As seen in our web article, Corporate Struggles: Who Has Power When Push Comes to Shove, the Board of Directors is the true governing body of a California corporation, making most of the strategic decisions for the company including hiring or firing the officers who run the company on a day to day basis. The shareholders elect the Directors but the Directors run the company.

Due to the nature of cumulative voting, the number of directors the company has can make a tremendous difference in who can elect a majority of the Board. To protect minority rights, the California law requires a certain number of directors to be on the Board. This article briefly gives the minimum number required as well as the officers that must be elected by the Board.

 

QUESTION:

1. What is the minimum number of directors of a corporation?

2. What is the minimum number of officers of a corporation?

 

SHORT ANSWER:

1. DIRECTORS: Not less than three, unless there are only one or two shareholders of record, in which case the number of directors may be less than three but not less than the number of shareholders.

 

2. OFFICERS: The three required positions are President, Secretary and Treasurer. Although most jurisdictions allow one person to serve in all three capacities, that person has different responsibilities depending on the capacity in which he or she is acting.

 

APPLICABLE STATUTE:

  1. The Articles of Incorporation may set forth the number of directors of the corporation in compliance with Corporations Code section 212(a). If the number of directors is set forth, the number must be either a specified number or a range identifying an acceptable minimum and maximum number of directors -- but not both. The minimum number in a range cannot be less than three and the maximum number cannot exceed the minimum by more than two times the minimum minus one (e.g., not less than three nor more than five).

 

2. Corporations Code section 312

(a) A corporation shall have a chairman of the board or a president or both, a secretary, a chief financial officer and such other officers with such titles and duties as shall be stated in the bylaws or determined by the board and as may be necessary to enable it to sign instruments and share certificates. The president, or if there is no president the chairman of the board, is the general manager and chief executive officer of the corporation, unless otherwise provided in the articles or bylaws. Any number of offices may be held by the same person unless the articles or bylaws provide otherwise.

 

(b) Except as otherwise provided by the articles or bylaws, officers shall be chosen by the board and serve at the pleasure of the board, subject to the rights, if any, of an officer under any contract of employment. Any officer may resign at any time upon written notice to the corporation without prejudice to the rights, if any, of the corporation under any contract to which the officer is a party.

 

THOUGHTS:

A key aspect of the law above is that a contract can protect the officer from termination at the pleasure of the board. Thus, a minority shareholder who fears that a board controlled by the majority shareholder might fire him or her, should seek a written employment agreement to avoid such termination.

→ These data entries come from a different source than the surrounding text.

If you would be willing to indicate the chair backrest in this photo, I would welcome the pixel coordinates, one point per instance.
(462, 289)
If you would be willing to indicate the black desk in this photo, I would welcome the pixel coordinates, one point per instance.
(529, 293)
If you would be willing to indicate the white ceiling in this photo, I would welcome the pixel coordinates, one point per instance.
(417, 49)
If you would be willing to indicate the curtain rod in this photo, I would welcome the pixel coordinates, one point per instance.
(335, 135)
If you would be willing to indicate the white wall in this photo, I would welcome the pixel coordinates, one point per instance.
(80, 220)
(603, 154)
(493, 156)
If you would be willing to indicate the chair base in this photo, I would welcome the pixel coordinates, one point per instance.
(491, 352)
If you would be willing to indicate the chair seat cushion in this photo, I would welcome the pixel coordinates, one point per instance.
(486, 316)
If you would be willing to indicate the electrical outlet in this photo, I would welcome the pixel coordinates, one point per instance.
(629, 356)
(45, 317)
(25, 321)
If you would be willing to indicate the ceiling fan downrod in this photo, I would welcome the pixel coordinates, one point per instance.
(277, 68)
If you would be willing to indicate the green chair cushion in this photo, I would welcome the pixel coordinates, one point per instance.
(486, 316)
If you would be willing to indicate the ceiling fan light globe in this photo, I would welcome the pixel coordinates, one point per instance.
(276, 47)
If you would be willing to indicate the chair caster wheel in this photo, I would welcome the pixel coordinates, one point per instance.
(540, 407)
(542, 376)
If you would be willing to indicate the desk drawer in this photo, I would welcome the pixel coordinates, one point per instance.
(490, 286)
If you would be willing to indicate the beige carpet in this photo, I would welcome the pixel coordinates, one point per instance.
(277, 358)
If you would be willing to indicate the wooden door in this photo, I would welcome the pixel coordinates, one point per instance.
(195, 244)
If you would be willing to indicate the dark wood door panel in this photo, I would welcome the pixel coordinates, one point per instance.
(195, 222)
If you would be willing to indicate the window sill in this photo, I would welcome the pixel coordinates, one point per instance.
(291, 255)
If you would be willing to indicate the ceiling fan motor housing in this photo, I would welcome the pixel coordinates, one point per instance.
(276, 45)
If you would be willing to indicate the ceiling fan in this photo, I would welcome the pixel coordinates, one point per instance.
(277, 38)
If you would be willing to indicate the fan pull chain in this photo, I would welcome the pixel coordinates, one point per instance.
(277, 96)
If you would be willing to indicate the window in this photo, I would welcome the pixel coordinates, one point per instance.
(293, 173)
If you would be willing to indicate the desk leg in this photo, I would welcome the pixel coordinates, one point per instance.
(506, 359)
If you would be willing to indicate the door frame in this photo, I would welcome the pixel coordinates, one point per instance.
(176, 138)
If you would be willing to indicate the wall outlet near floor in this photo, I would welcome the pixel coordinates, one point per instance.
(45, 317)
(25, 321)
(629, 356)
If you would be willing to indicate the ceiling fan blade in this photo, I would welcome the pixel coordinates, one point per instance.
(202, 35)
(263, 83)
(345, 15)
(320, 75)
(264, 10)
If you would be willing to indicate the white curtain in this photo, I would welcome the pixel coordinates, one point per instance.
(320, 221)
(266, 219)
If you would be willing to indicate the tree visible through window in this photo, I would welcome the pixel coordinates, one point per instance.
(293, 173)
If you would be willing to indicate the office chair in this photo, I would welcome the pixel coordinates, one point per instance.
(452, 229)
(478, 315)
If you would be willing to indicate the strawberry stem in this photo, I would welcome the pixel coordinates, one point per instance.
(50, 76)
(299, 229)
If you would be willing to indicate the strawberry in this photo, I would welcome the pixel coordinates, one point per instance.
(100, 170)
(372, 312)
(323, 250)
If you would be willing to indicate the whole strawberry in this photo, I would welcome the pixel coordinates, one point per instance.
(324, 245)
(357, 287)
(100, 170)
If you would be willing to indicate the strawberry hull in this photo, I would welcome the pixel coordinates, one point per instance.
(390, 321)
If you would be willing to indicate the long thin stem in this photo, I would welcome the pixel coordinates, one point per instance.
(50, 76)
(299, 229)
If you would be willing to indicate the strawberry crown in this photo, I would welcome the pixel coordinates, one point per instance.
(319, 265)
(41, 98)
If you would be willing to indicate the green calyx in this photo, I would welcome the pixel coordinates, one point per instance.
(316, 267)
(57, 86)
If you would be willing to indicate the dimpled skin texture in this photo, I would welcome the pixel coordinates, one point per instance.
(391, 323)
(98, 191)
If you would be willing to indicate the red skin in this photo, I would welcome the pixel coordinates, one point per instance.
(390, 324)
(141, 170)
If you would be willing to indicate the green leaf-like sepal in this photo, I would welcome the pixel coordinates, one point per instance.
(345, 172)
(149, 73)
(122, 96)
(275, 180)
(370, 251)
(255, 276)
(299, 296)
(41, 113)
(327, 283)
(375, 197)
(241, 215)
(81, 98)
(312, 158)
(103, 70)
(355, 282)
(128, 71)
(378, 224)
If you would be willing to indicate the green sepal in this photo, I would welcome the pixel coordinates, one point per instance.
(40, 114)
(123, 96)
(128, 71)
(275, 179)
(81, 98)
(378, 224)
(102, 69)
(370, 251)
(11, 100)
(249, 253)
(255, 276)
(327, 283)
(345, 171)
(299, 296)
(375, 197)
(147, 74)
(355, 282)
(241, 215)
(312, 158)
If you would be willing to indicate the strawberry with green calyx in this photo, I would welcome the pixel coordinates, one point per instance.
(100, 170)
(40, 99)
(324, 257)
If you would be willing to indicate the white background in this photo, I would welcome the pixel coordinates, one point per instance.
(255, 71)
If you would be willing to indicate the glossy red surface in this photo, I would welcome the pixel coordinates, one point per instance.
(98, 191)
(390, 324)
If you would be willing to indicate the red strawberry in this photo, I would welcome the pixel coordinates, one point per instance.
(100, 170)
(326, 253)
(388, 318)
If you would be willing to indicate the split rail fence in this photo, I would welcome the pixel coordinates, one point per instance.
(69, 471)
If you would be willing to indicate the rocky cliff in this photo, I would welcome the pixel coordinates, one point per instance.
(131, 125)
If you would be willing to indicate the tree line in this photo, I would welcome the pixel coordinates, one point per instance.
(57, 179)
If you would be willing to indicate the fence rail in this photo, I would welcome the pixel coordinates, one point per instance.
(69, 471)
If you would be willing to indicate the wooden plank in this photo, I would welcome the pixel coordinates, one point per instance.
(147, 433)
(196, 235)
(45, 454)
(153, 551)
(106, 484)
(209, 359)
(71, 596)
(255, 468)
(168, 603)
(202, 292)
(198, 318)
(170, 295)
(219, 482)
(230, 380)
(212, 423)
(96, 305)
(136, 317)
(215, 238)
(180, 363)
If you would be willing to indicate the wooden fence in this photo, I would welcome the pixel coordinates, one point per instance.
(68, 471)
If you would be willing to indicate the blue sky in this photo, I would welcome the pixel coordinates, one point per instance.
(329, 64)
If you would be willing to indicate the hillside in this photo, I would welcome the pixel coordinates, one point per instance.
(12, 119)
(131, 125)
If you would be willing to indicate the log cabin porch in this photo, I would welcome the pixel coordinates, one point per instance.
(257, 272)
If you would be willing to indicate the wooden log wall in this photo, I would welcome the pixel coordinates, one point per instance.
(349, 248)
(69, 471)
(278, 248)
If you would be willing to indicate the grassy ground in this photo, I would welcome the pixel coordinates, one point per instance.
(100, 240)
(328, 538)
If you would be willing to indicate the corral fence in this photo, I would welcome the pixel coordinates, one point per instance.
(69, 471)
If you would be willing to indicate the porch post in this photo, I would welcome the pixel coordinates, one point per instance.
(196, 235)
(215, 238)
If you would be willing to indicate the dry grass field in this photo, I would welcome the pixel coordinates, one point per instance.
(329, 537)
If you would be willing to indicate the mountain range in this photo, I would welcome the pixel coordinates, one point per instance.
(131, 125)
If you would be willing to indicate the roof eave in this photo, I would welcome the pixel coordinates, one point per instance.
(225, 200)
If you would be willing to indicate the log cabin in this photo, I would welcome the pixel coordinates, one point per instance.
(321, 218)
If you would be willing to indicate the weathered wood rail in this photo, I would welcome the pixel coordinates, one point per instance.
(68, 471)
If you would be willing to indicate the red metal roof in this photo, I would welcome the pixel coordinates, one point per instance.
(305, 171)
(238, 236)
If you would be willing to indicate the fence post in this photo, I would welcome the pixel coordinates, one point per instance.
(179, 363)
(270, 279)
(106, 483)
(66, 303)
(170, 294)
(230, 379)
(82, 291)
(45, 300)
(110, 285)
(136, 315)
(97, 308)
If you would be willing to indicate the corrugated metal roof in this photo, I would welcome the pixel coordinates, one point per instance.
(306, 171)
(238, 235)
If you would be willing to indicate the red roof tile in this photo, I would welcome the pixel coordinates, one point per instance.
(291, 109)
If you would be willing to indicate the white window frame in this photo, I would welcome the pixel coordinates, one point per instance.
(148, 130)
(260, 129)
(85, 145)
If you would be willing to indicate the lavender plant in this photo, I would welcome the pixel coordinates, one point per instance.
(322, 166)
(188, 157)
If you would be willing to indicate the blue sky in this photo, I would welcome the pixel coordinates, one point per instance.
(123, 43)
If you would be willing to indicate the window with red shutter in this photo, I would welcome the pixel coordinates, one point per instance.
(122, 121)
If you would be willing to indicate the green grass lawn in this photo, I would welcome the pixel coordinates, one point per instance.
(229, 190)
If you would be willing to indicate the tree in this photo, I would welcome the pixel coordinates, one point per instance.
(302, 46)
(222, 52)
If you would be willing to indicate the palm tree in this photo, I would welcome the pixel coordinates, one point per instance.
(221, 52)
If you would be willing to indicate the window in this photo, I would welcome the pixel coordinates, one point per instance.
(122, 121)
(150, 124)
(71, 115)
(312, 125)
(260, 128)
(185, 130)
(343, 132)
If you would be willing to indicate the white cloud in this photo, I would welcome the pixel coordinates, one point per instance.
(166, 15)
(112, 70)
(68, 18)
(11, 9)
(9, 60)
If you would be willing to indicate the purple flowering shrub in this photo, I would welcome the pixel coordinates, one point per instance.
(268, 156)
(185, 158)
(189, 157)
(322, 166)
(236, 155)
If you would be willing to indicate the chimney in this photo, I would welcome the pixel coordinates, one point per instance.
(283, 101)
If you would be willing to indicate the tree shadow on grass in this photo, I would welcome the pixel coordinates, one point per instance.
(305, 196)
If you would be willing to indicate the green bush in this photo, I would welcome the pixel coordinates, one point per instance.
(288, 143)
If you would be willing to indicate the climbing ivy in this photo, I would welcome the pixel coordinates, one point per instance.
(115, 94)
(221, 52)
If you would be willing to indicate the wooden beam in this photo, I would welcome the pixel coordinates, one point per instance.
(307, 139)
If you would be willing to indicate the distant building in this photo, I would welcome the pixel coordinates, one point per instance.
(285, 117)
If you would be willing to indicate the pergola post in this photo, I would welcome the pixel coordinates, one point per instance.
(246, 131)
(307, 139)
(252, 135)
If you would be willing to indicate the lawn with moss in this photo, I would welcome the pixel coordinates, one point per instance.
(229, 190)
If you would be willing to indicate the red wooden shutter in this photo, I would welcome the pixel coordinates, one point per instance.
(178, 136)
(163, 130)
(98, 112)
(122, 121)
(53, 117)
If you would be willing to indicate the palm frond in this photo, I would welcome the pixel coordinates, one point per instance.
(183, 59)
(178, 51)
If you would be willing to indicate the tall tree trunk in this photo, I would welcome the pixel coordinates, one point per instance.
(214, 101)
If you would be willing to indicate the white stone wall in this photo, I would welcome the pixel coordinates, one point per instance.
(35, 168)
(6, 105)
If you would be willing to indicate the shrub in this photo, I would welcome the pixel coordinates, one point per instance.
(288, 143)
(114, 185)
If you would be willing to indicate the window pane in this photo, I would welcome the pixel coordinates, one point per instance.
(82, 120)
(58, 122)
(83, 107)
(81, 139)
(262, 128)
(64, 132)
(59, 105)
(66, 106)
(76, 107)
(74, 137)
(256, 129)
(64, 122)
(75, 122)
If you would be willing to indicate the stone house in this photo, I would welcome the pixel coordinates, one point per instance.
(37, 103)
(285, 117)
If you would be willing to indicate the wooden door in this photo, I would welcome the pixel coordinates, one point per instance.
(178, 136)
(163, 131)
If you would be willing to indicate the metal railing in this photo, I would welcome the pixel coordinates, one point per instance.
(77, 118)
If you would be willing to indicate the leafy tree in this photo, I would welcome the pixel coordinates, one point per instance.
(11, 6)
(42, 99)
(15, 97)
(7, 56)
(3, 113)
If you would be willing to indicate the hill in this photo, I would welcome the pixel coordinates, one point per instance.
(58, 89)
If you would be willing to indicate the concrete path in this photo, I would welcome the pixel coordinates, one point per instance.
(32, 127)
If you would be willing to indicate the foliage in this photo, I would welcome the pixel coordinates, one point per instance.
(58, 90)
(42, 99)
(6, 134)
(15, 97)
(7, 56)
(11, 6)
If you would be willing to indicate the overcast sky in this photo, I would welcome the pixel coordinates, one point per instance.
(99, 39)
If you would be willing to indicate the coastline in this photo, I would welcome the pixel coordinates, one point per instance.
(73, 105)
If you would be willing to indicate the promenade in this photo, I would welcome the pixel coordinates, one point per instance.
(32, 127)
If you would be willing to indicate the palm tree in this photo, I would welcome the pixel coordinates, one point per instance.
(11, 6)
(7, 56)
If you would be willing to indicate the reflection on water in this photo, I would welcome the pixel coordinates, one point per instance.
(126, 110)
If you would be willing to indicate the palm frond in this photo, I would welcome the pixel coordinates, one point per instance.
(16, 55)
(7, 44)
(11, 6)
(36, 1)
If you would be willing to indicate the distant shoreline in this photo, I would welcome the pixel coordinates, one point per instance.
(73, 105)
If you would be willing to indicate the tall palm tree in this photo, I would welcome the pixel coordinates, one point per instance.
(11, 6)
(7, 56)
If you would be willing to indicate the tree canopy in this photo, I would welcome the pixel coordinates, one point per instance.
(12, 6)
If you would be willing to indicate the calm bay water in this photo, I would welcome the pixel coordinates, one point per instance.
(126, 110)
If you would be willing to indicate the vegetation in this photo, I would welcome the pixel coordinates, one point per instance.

It should also be noted that the rules for cumulative voting are a critical protection for a minority shareholder. While the rules are complex and should be discussed with legal counsel, in California it essentially means that a person with one third of the shares can normally elect one out of three directors, etc. While the owners of a majority of the shares will still be able to control the Board of Directors, it does allow for some minority representation on the Board.